18 Kasım'da öğrendikleri bu yanlış ifadeler üzerine Fenerbahçe'ye neden bilgi verilmediğini soran 10 gündür neden açıklama yapılmadığını soran gazeteciye ''Onlar bizden bilgi istemediler'' diyerek tekrar güldüren Mehmet Ali Aydınlar'ın nasıl bir Fenerbahçe taraftarı olduğu kafa karıştırdı.
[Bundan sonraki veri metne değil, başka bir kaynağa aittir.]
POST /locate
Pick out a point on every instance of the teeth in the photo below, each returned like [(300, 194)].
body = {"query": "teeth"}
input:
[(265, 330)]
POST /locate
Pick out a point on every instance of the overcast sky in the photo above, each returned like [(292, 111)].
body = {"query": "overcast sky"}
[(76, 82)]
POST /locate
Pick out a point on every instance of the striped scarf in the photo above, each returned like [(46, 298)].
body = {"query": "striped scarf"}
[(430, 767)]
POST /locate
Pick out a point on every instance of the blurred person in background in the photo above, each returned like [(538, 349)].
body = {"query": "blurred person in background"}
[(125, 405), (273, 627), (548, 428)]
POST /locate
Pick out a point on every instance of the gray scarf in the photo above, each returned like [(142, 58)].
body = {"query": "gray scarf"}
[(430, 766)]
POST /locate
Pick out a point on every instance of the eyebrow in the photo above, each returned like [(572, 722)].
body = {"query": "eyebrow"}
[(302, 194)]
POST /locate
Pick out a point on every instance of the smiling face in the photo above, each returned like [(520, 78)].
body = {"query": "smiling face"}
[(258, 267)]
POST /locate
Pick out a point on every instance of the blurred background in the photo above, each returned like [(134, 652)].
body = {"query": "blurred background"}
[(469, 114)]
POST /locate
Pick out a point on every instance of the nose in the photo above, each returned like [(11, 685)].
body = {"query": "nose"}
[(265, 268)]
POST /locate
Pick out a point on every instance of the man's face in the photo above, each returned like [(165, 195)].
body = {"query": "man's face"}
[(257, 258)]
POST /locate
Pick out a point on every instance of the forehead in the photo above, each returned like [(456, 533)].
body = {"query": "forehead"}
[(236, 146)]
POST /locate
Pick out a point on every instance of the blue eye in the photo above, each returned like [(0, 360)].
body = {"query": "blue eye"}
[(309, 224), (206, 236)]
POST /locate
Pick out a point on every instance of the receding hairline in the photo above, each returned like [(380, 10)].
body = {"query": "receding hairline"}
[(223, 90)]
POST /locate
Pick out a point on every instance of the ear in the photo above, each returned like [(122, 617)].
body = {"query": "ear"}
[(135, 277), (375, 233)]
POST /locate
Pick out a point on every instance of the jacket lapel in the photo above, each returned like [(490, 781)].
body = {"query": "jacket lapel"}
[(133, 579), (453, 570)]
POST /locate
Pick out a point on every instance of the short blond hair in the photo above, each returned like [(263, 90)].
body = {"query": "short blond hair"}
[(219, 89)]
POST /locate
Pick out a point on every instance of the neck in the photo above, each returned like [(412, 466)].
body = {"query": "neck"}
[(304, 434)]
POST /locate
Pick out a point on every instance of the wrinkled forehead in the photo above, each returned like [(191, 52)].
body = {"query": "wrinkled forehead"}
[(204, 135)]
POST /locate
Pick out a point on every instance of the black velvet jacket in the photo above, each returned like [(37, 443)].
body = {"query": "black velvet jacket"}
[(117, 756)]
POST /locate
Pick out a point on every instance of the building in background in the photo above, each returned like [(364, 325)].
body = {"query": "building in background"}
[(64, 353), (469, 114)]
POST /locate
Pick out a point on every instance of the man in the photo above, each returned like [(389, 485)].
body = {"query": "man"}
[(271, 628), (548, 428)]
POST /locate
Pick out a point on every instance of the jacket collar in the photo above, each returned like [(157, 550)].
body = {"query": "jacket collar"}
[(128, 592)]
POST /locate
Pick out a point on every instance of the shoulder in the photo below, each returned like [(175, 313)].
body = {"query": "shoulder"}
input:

Dahası Fenerbahçe bu açıklamalar sonrası resmi sitesinden yaptığ yazılı açıklamayla Cornu'nun savunma yaptığı tarihin 3 Kasım olduğunu ,18 Kasım'ın ise Fenerbahçe'nin Cornu'nun açıklamalarını federasyona sorduğu tarih olduğunu ifade etti.Dahası Uefa'nın Cornu'nun açıklamalarını yalanlandığı iddiasının doğru olmadığı ifade edilerek,''Tüm bu gerçekler belgeleri ile ortadayken, bir Türk takımını
uluslararası alanda zor durumda bırakmaya çalışanların, TFF Başkanı ve
kalkanı tarafından korunmaya alınması kabul edilebilir bir durum
değildir.” denildi.
Bugüne kadar iddia edilen Mini Cooperlar gitti,para dolu çanta gitti ,19 maçta şike tespit edildi vb iddiaların hepsinin içinin fos olduğu ortaya çıkmışken olayı sadece ''Fenerbahçe düşmanı Galatasaraylılar Fenerbahçe'yi Uefaya şikayet etti,başımıza ne geldiyse bu yüzden geldi.'' şeklinde anlayan Fenerbahçelilerin bir kısmı artık bu operasyonun başka ellerden yapıldığını ve bunun üzerine gitmeleri gerekmektedir.3 Temmuzdan bu yana spor programlarında adı geçen diğer takımların konuşulmaması üzerine zaman yetmedi vb açıklamalar yaparak sadece Fenerbahçe'yi linç ederek kamuoyunu yönlendiren basının da , Fenerbahçe'nin yerine Trabzonspor'un Şampiyonlar Ligi'ne gönderilmesinin de,Trabzonspor'un Şampiyonlar Ligi'ne alınma kararından 10 saat sonra Trabzonspor Başkanı Sadri Şener'in yurtdşı yasağının kaldırılmasının da,Aziz Yıldırım'ın evinden silah çıkmış intibası veren kaseti bu ülkedeki emniyetin hazırlamış olması da,eşgal fotoğrafının basına sızdırılması da,Lütfi Arıboğan'ın bulunmaz hint kumaşıymışçasına her federasyonun yönetim kurulunda yer alışının da normal akış olmadığı açıkça bellidir.Fenerbahçe yönetimindeki iktisadi faaliyetleri sekteye uğramasın diye hükümetle ters düşmek istemedikleri için kendilerini riske etmemek isteyen kimseler,bilmelidirler ki bu kulübün haklarını savunma noktasında arkalarında bulacakları güç milyonlarca Fenerbahçelinin,''karşılıksız-ölesiye!''sevgisidir.Hafife almasınlar!.